TJ TOULOUSE – rétentions administratives
RG N° RG 26/00247 – N° Portalis DBX4-W-B7K-U3V7 Page
MOTIFS DE LA DECISION
Il convient de prononcer la jonction de la requête en contestation du placement en rétention et de la requête en prolongation de la rétention administrative en application des dispositions de l’article L743-5 du Code de l’entrée et du séjour des étrangers et du droit d’asile.
SUR LA RECEVABILITE DE LA REQUETE AUX FINS DE PROLONGATION DE LA RETENTION
La défense soutient que la requête est irrecevable en ce qu’il n’a pas été produit l’entiéreté du procès-verbal intitulé « pv blanc retenue », comportant uniquement les pages 2 et 3
Selon l’article R 743-2 du Code de l’entrée et du séjour des étrangers et du droit d’asile, à peine d’irrecevabilité, la requête est motivée, datée, signée et accompagnée de toutes les pièces justificatives utiles, notamment une copie du registre prévu à l’article L744-2.
Il résulte de la combinaison des articles L743-9 et L 742-4 du code de l’entrée et du séjour des étrangers et du droit d’asile que le magistrat du siège du tribunal judiciaire s’assure lors de l’examen de chaque demande de prolongation d’une mesure de rétention d’un étranger, de la régularité du déroulement de la mesure de rétention, depuis sa précédente présentation, notamment d’après les mentions du registre prévu à l’article L744-2 du même code.
Doivent être considérées des pièces justificatives utiles dont la production conditionne la recevabilité de la requête, les pièces qui sont nécessaires à l’appréciation par le juge des éléments de fait et de droit dont l’examen lui permet d’exercer son plein pouvoir.
Il ressort des pièces de la procédure que si la lecture de la procédure dématérialisée, il manque la page 1 du procès-verbal de notification du placement en centre de rétention administrative, force est de constater que dans la procédure « papier » transmise par le greffe du centre de rétention, est présente la page 1 dudit procès-verbal, permettant au juge, de vérifier, in concreto, et au cas d’espèce, qu’il dispose de toutes les informations utiles notamment pour s’assurer de la régularité de la notification de la mesure de rétention, à la personne retenue.

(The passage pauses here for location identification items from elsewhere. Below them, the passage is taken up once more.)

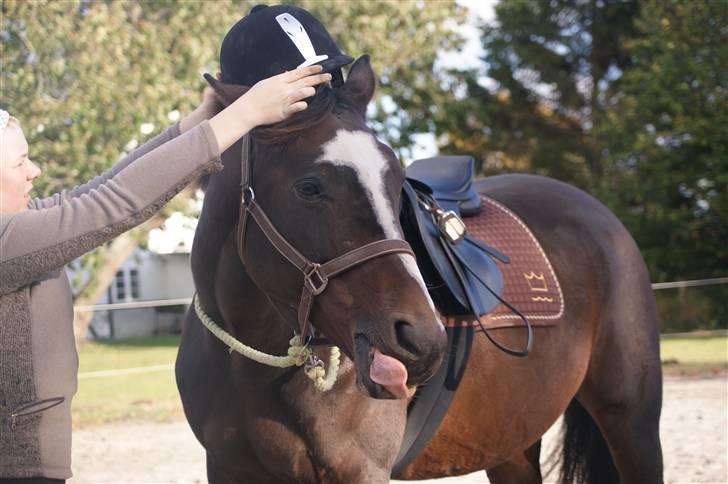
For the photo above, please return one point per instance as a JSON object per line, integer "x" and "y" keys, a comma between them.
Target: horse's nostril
{"x": 406, "y": 336}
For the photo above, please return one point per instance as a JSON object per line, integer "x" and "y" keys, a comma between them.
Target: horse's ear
{"x": 360, "y": 83}
{"x": 226, "y": 93}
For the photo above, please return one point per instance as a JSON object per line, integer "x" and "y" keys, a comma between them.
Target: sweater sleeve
{"x": 37, "y": 241}
{"x": 166, "y": 135}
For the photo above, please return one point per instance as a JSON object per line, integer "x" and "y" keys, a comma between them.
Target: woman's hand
{"x": 274, "y": 99}
{"x": 209, "y": 107}
{"x": 269, "y": 101}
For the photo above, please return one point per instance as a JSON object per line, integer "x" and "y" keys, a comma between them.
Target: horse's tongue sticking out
{"x": 390, "y": 373}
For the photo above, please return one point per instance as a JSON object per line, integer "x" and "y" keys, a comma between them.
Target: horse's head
{"x": 330, "y": 186}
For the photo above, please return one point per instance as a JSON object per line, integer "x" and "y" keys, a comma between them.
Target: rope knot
{"x": 297, "y": 351}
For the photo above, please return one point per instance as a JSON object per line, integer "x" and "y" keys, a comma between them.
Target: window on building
{"x": 120, "y": 285}
{"x": 134, "y": 282}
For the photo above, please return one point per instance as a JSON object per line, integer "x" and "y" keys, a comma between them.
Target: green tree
{"x": 90, "y": 80}
{"x": 548, "y": 67}
{"x": 666, "y": 142}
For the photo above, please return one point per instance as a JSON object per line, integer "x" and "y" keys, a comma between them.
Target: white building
{"x": 160, "y": 273}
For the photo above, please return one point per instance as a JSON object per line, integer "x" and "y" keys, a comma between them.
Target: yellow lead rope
{"x": 298, "y": 354}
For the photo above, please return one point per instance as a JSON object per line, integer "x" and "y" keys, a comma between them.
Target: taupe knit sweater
{"x": 38, "y": 359}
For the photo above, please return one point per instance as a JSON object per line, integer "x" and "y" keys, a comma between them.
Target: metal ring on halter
{"x": 248, "y": 195}
{"x": 321, "y": 280}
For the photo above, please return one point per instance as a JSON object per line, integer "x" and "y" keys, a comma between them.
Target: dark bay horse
{"x": 330, "y": 186}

Il sera relevé que l’intéressé a refusé de signer le procès-verbal, la mention ayant été portée sur chaque page.
En conséquence, le moyen sera rejeté.
Il n’est pas contesté que la requête est pour le surplus motivée, datée et signée.
Répondant aux prescriptions de l’article R743-2 du Code de l’entrée et du séjour des étrangers et du droit d’asile, elle sera déclarée recevable.
SUR LA CONTESTATION DE LA REGULARITE DE LA DECISION DE PLACEMENT EN RETENTION
La défense renonce aux moyens tirés de l’incompétence du signataire de l’acte.
Sur l’insuffisance de motivation de l’acte, le défaut d’examen de la situation personnelle et particulière de l’étranger et l’erreur manifeste d’appréciation quant à la vulnérabilité
L’article L. 741-6 du Code de l’entrée et du séjour des étrangers et du droit d’asile édicte que la décision de placement en rétention prise par l’autorité administrative est écrite et motivée.
En vertu de l’article L741-1 du Code de l’entrée et du séjour des étrangers et du droit d’asile, l’autorité administrative peut placer en rétention, pour une durée de quatre jours, l’étranger qui se trouve dans l’un des cas prévus à l’article L. 731-1 lorsqu’il ne présente pas de garanties de représentation effectives propres à prévenir un risque de soustraction à l’exécution de la décision d’éloignement et qu’aucune autre mesure n’apparaît suffisante à garantir efficacement l’exécution effective de cette décision.
Le risque mentionné au premier alinéa est apprécié selon les mêmes critères que ceux prévus à l’article L. 612-3 ou au regard de la menace pour l’ordre public que l’étranger représente.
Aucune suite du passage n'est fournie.